現実世界と身体の相性が悪い者に稀に起こる世界のシステムみたいなものなの」
「じゃあ……」
「そう。このままだとどうあがいても死ぬのは確定」
「そうなんだ……」
希望が見えたと思ったが、また絶望に護は顔を落とす。
「待って待って! 続きを聞いて! 確かにこのままだと君は死ぬ。だからわたしが来たの!」
「え……?」
「さっきの異世界の光で苦しさ消えたでしょ? それは君と異世界の相性が良かったから。だからね――」
少女が護に手を伸ばす。
「君がいいなら、わたしが異世界に案内してあげる!」
手を伸ばす少女の表情に嘘偽りはない。護は直観的にそう感じた。護には少女が神々しく見えていた。
「きみは一体……」
「わたしは愛と生命の女神……の見習いの『ラヴ』!」
「女神……」
護に少女が神々しく見えたのは当然だった。

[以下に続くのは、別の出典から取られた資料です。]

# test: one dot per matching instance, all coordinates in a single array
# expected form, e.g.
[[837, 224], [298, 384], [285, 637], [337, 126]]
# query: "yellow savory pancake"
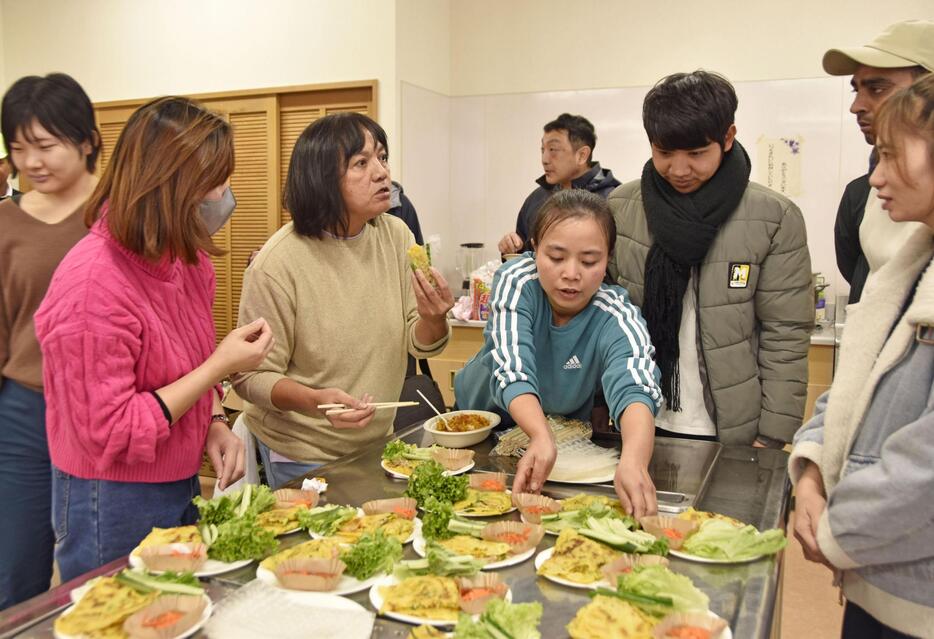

本当に神様だったのだから。
「で、どうするの?」
「ボクは……生きれるなら異世界に行きたい!」
「よーし、決まり! じゃあいくよー!」
ラヴは目の前に魔法陣を描く。
「君は異世界のとある村の少年になる! 名前は……『アモル』!」
「アモル……」
復唱している護に、ラヴが近づく。そして――。
「アモル!」
「うん? っ!?」
ラヴは不意打ち気味に、護に口づけした。
「な、なにを!?」
「ふふっ、契約かな。わたしと護……アモルを繋ぐ契約」
「契約って――」
問い返そうとする護だったが、突如ふらついた。
「あ、そろそろ転移が始まるよ」
ふらつく護を支えながらラヴが言った。
「転移したての頃は記憶がごちゃごちゃするけどすぐに慣れるから。またね!」
その声が聞こえるか聞こえないかというところで、護の意識は完全に消えた。
「―ル! ――モル!」
声が聞こえた。ラヴではない。別の女の子らしき声。
「――モル! アモル!」
「う……ん……」
護、いやアモルが目を覚ます。
病院ではない。見たことのない天井。
「よかったぁ。アモルが気づいた」
アモルはベッドに横になっていた。その横には少女がいる。
ラヴとは違う。後ろで髪を束ねた女の子。
「えっと……」
アモルは少女を見る。
少女も不安そうにアモルを見る。
「ど、どうしたのアモル? やっぱり頭ぶつけた?」
「いや……」
アモルは混乱している頭を整理する。
女神見習いのラヴに異世界に転移させてもらった。アモルという名になった。
そして……。
「大丈夫だよ。シオン」
少女に向けてそう呟いていた。
「!」
少女、シオンは嬉しそうに回りながら「おかあさーん!」と叫びながら部屋を出ていく。
その間にアモルは情報整理の続きを始める。
「ボクはアモル。この世界に転移してきた護。
さっきの子は、ボク、アモルの幼なじみのシオン。孤児のボクを引き取ってくれて一緒に暮らしてる
シオンがボクを心配していたのは、ボクが木から落ちたから。よし、だいぶわかってきた」
情報を整理していると、部屋に足音が近づいてくる。
またシオンかな、とアモルが思っていると。
「……」
「……」
確かにシオンだった。だがもう一人いる。シオンの母ではない。
「……なんで?」
シオンの横には普通の少女っぽい姿のラヴがいた。